Charity work on behalf of breast cancer patients or battered women is acceptable. So is talking about the law. But, if she were to give other interviews, her words would run the risk of being distorted and she would lose any right she still has not to be treated as a public figure.

However uncontentious the issues she embraces, there is always the danger that she will make a “gaffe” that will remain on the cuttings files for ever. For a woman who rose by eloquence and intelligence it has become dangerous to demonstrate too much evidence of either.

In court, on the other hand, she is in her element. As a barrister, she prefers cool reason to verbal pyrotechnics. When she occasionally sits on the Bench, as an assistant recorder, observers say she deploys a sympathetic manner, taking care to put witnesses at their ease.

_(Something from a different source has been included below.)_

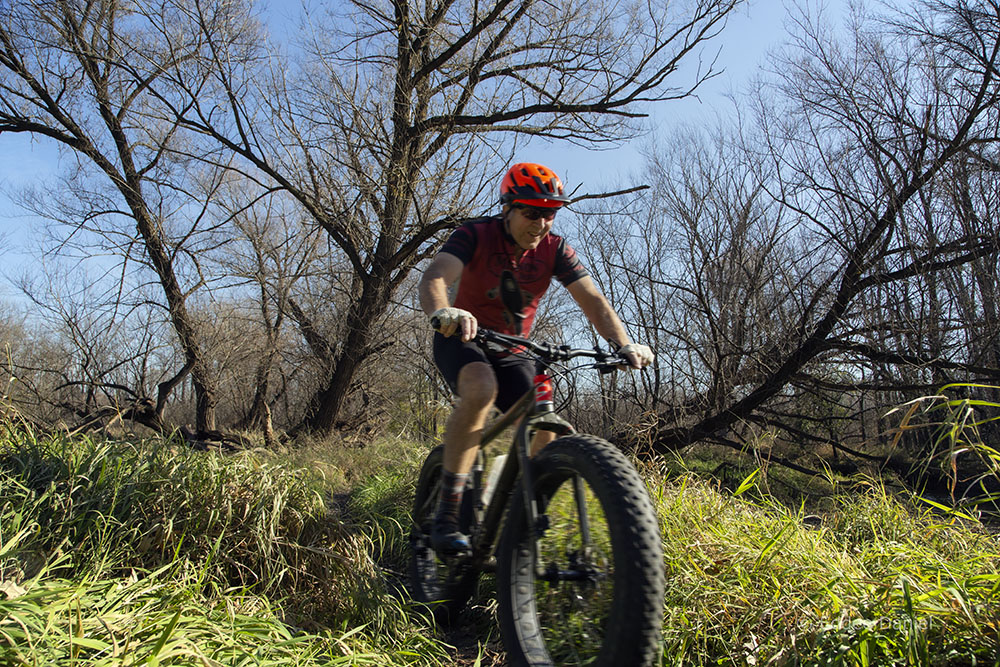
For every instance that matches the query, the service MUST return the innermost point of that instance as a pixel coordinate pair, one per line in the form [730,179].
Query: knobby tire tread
[634,626]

Because of her duties as Mrs. Blair, though, Cherie may find that her next step on the legal ladder is barred to her. She had an ambition to be a judge, an obvious move after years as a senior barrister. The trouble is that legal terms are fixed, and judges have to be available for sittings all term. They cannot plead for time off to attend a G7 economic summit or to fit in some devolution campaigning.

For an intelligent woman, however, there are ironies in her position. When she had political ambitions, they must surely have been to be First Lord of the Treasury, not first lady. Academically and at the Bar, she has achieved everything possible: four “A” grades at A level, top First in her year, top of her Bar exams, and appointed one of the country’s youngest QCs at her first attempt.

Yet still she is outshone by her husband. As she once remarked, “I started life as the daughter of someone. Now I am the wife of someone.

If she were almost anyone else’s wife, she might be the star of the couple. It is a tribute to her that she has handled her position with poise. At a time commentators such as Francis Fukuyama have marshalled formidable arguments questioning whether women can have it all, Cherie Booth is an example to all those who believe that they should at least be allowed to try.